Le ministre de la Défense a annoncé que le gouvernement français veut revoir le dispositif militaire de la France en Afrique, ainsi que des accords de défense la liant à des pays de ce continent.
Il a affirmé à la presse, sans plus de détails, que le nouveau gouvernement de Lionel Jospin entendait «revoir la taille et la nature du dispositif français en Afrique» et, partant, de revoir également les accords de défense.
M. Richard s’est félicité de la mise en place de la Mission interafricaine de surveillance des accords de Bangui (MISAB) en Centrafrique, souhaitant que la formule des forces inter-africaines se développe.
Il a précisé que le gouvernement de gauche de Lionel Jospin était «en plein accord» avec le président gaulliste Jacques Chirac pour la réussite de la mission de la MISAB.
La MISAB, opérationnelle depuis le 12 février, compte 750 soldats de six pays (Burkina Faso, Gabon, Mali, Tchad, Sénégal, Togo) soutenus par une unité française de 50 hommes sur les 1300 actuellement cantonnés dans les deux bases militaires françaises de Centrafrique.
M. Védrine, qui s’exprimait la veille sur la chaîne française privée LCI, avait estimé qu’il «faut réformer notre système de coopération avec l’Afrique.

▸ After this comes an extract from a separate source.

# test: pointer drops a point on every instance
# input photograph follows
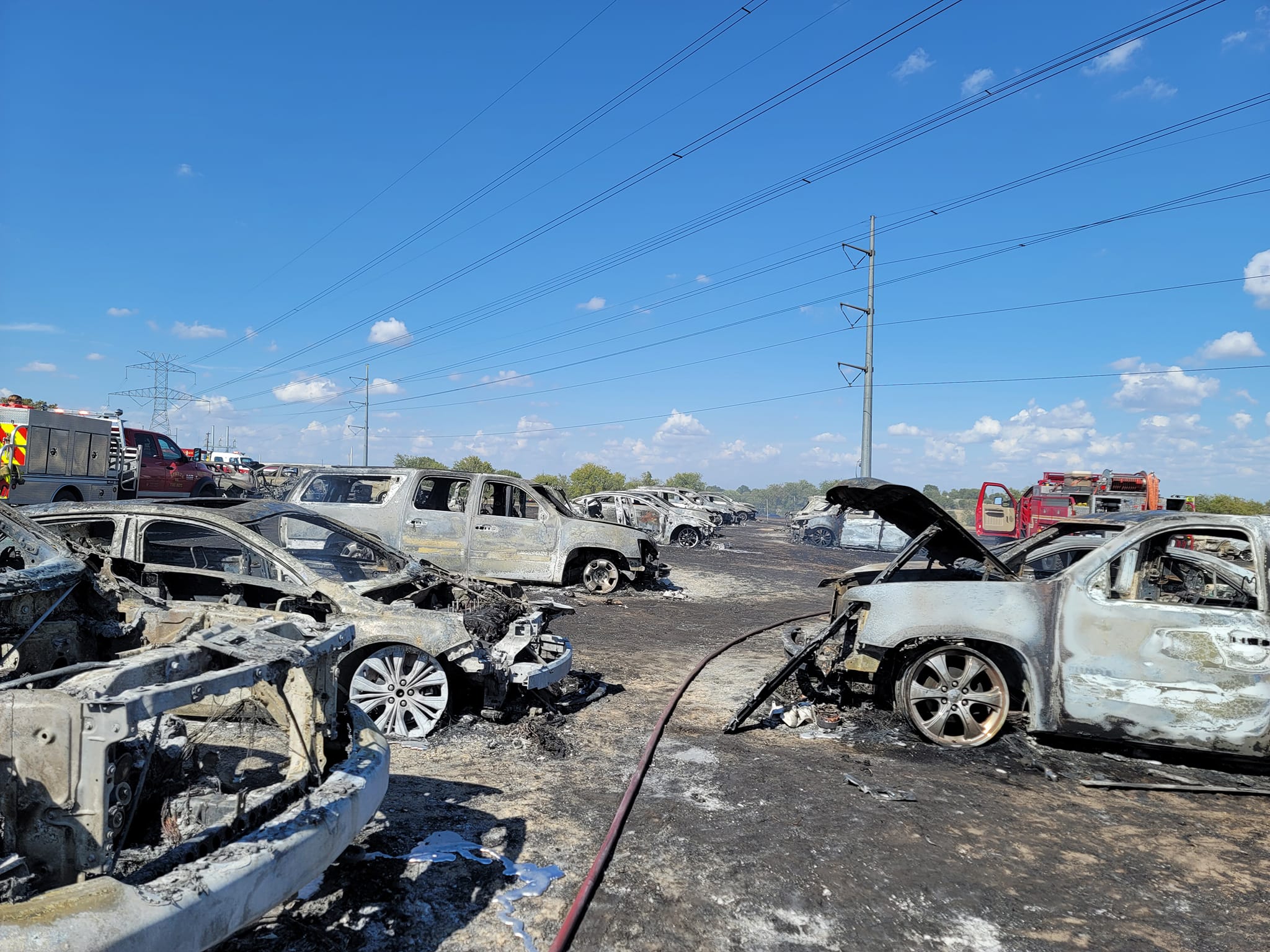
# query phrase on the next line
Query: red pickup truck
(167, 471)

Il faut revoir la façon dont la France repensera les modalités de son influence, de ses relations et de son partenariat avec l’Afrique», a ajouté M. Védrine.

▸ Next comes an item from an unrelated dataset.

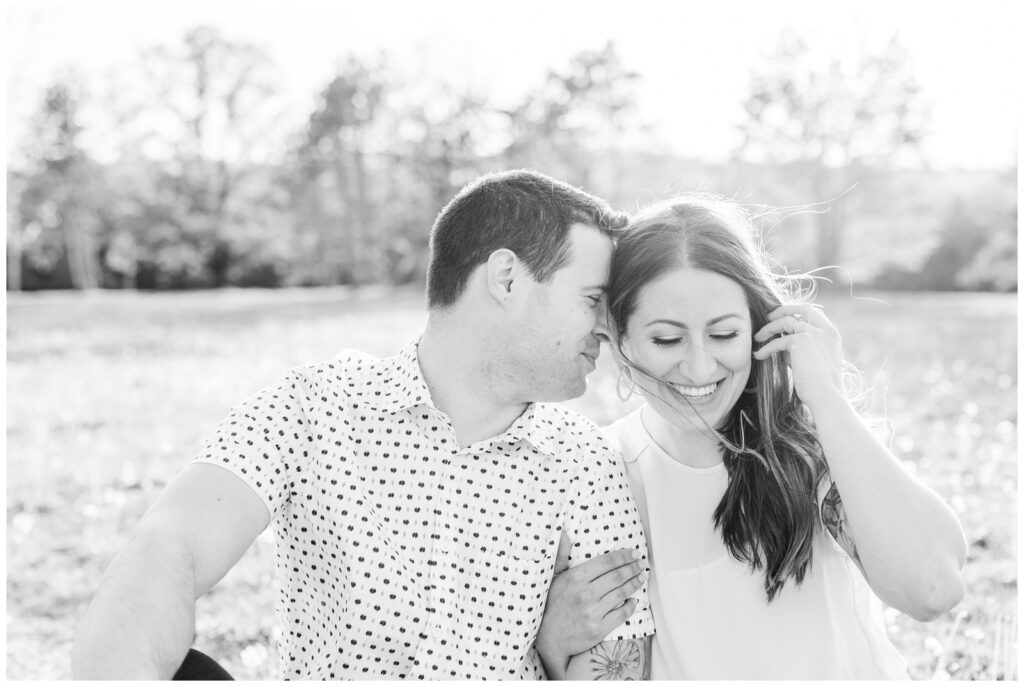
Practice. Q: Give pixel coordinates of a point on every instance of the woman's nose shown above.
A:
(697, 365)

Selon lui, «il y a un travail à faire, et le moment venu, il y aura une réflexion entre le gouvernement et le président de la République, permettant de trancher les nouvelles orientations» par le chef de l’Etat et le premier ministre.
M. Védrine a également affirmé que les réseaux politiques français en Afrique «appartiennent à une autre époque».
Risque
d’ingérence
Ces orientations du nouveau gouvernement français qui comprend des socialistes, des radicaux, des communistes et des écologistes ne sont pas une surprise.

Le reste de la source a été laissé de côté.